The Sportsman races were held on Saturday and I was scheduled for four separate races all 6 laps each. The track itself is 2.54 miles of track with a ton of elevation changes and some blind sections. I raced against AMA racers and it was very cool to watch them set the bar for the rest of us. I was able to move up from my starting position every race. My first race was in C Superstock and I started from the second wave. I caught and passed a few riders and by the end, finished in 13th place. In every other race, I started from the first row which helped out tremendously. C Superbike, I was gridded 14th and moved my way up to 6th place at the end of the short race. I know that if I had more laps that I could’ve done better. I followed up with another 6th in B Superstock and a 7th in B Superbike. I eventually lowered my best lap time of the weekend to a 1:36.836 and was happy with that.
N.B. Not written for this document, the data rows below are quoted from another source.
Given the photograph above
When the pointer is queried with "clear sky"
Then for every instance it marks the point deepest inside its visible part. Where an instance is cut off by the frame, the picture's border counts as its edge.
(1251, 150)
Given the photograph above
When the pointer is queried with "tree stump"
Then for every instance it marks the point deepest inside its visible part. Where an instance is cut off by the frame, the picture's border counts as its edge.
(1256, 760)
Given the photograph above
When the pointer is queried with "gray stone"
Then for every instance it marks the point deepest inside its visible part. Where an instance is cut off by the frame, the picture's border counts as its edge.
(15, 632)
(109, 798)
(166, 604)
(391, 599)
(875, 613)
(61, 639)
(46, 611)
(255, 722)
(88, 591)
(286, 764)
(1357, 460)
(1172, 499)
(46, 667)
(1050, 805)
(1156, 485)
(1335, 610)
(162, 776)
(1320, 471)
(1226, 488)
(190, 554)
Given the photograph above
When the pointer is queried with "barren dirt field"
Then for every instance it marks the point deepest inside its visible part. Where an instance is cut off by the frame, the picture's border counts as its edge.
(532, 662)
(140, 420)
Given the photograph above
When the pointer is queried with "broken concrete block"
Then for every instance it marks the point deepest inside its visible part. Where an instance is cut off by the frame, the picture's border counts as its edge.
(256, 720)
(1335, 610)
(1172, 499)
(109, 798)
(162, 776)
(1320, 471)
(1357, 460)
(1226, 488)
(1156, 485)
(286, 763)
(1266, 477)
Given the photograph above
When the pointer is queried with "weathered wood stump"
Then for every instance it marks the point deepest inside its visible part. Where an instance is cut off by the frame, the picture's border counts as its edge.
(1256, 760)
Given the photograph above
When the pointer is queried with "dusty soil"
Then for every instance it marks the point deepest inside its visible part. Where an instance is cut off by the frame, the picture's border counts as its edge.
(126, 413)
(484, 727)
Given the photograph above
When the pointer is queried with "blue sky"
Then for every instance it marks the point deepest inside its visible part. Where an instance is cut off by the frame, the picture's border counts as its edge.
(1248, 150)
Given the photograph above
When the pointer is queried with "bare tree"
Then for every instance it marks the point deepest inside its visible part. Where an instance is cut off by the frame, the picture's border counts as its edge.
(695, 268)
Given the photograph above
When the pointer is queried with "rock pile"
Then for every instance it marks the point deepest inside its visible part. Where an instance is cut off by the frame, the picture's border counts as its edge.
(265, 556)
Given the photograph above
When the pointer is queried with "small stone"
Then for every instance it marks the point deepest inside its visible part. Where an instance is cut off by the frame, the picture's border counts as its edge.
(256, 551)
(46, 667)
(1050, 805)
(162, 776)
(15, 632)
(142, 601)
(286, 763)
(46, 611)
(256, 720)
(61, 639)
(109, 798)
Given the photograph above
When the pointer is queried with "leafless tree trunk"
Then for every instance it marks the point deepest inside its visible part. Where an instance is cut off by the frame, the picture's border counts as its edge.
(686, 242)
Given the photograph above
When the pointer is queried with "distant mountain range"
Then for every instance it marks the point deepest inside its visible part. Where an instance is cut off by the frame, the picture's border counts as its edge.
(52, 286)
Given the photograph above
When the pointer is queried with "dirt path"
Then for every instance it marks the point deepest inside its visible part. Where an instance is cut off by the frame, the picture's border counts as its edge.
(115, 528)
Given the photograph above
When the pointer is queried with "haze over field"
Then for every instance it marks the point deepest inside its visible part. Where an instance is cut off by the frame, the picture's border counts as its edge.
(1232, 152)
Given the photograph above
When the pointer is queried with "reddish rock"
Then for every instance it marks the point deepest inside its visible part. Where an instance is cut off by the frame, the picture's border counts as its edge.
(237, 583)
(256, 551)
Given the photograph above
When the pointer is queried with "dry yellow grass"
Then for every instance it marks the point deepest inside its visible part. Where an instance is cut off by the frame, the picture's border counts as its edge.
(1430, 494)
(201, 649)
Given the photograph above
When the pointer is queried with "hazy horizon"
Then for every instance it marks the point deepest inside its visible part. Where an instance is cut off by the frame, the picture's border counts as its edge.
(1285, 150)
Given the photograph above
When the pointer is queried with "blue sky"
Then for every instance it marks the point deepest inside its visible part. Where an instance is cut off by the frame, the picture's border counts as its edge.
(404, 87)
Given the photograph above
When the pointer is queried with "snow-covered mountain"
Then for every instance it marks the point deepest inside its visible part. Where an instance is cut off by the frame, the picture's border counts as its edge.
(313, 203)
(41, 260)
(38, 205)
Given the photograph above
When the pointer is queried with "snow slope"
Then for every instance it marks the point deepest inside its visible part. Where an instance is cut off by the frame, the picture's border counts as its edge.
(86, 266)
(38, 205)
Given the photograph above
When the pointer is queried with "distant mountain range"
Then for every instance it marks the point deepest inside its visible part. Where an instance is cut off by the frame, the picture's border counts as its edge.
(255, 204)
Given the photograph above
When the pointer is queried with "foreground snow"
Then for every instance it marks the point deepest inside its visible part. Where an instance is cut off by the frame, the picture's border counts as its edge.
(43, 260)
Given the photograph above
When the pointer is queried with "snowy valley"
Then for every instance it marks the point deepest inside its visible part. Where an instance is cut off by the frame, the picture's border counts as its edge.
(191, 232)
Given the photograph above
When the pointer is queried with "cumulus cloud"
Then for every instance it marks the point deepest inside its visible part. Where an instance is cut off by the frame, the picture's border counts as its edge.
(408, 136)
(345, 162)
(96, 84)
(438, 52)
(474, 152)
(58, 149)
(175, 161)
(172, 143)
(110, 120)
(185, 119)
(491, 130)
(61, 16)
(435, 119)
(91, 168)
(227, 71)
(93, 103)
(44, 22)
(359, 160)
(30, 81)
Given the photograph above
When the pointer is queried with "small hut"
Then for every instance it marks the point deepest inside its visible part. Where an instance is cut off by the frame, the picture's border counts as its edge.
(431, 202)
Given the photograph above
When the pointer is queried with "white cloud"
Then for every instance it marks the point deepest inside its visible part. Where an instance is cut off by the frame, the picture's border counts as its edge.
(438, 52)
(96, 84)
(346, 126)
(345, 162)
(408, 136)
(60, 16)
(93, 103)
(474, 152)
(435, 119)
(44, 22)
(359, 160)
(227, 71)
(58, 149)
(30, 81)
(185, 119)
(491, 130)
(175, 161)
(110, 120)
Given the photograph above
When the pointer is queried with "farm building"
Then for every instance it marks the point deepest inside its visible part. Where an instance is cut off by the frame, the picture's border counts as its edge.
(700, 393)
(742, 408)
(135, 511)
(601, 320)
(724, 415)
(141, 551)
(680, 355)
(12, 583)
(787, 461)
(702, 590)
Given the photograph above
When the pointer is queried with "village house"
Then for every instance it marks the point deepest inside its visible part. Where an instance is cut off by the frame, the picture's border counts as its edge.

The National series races were on Sunday and this would be a first for me. Coming off a great qualifying effort, and gridded 10th I had the mindset to push and try my hardest to hang on to a top 10 finish. I had a great start and was in the lead group. Before the back straight, T6 is an uphill 90 degree right hander that has lots of camber near the apex. Curtis Murray, an AMA racer was gridded behind me and he came alongside me on the outside to pass me into T6. I decided to let off the brakes a bit to hold onto the position and ran wide at the apex. I knew that if these guys got away that I would have a hard time staying with them. This corner is coming off a fast straight and I tucked the front around 100-120MPH. My bike went into the gravel trap and flipped 4 times before landing a few feet away from the air fence at the end of the run off. I luckily only fell less than a foot and slid on my hands and knees. Once I came to a full stop I ran over to my bike but there was no way I would be getting back in the race. The bike needed a new tank, ram air, sub frame, brake lever, reservoir, bodywork, windscreen and some other parts. My Alpinestars suit was ripped in the knee after helping me survive my 8th crash and my KNOX gloves were a little torn up but saved my skin. All said and done, I had a minimally sore hip flexor and some heat blisters from my hands sliding over the pavement at over 100MPH.
I was frustrated, but in the end I had a positive experience at Road Atlanta. I found myself learning the track fairly quickly and I was pleased with my top 10 finishes at a national event. As far as crashing it was my most expensive crash and worst of all I wasn’t 100% sure why it happened. The bike gave me no warning and came out from under me. I’ve gone through this scenario many times in my head but the reality was that I was in too hot and had too much brake pressure for the lean angle. I’m looking forward to getting the bike put back together and learning another AMA Pro racetrack. My next event will be held at Mid Ohio 07/15-18/13.